Dì, la verità, a nessuno fa piacere che i propri organi riproduttivi diventino una discarica microscopica di rifiuti plastici, giusto?
Eppure in un’epoca in cui l’inquinamento plastico raggiunge ogni angolo del pianeta, una nuova frontiera di contaminazione è stata recentemente identificata: l’apparato riproduttivo maschile (eh già, proprio lì dove stai pensando).

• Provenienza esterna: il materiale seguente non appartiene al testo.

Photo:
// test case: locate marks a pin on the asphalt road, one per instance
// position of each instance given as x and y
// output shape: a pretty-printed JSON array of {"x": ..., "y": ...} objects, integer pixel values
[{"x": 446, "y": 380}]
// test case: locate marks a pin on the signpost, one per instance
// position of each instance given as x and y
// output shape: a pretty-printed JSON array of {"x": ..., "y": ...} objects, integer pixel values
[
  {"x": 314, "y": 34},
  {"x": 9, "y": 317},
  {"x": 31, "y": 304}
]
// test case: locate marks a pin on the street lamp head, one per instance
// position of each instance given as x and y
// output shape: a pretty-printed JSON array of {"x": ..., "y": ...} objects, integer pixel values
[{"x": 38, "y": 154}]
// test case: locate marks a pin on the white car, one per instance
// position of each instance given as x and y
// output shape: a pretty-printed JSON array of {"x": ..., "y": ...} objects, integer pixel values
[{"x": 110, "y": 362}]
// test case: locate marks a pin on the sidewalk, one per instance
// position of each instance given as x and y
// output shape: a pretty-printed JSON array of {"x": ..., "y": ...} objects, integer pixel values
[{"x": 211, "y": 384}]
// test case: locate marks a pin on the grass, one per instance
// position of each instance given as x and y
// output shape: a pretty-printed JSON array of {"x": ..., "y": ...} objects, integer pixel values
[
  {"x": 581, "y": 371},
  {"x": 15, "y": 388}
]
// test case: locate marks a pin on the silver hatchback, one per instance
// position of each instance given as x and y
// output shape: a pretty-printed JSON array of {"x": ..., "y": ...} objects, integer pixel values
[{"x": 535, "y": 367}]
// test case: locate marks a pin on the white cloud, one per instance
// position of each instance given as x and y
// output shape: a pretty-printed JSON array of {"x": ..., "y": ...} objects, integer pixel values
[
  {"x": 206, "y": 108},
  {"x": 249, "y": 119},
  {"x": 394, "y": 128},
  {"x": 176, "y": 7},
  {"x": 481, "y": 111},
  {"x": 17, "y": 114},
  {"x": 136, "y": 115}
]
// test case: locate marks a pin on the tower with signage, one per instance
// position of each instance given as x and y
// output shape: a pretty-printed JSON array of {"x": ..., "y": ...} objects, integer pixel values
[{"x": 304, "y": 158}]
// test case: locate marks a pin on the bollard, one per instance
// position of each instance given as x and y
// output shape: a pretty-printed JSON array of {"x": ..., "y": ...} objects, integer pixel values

Mentre numerosi studi hanno documentato la presenza di microplastiche (MPs) in vari ecosistemi e prodotti di consumo quotidiano, la loro infiltrazione nei tessuti genitali maschili rappresenta un territorio inesplorato della ricerca scientifica con potenziali implicazioni significative per la salute riproduttiva e sessuale.
Il problema delle microplastiche: un’invasione silenziosa
Le microplastiche, frammenti di dimensioni inferiori a 5 mm, hanno colonizzato silenziosamente il nostro ambiente e, purtroppo, anche il nostro corpo.
Dalla stratosfera alle profondità oceaniche, questi minuscoli intrusi sintetici sono ormai onnipresenti e la loro capacità di penetrare nei prodotti alimentari come frutti di mare, sale marino e bevande in bottiglia ha trasformato la nostra dieta quotidiana in una somministrazione continua di plastica.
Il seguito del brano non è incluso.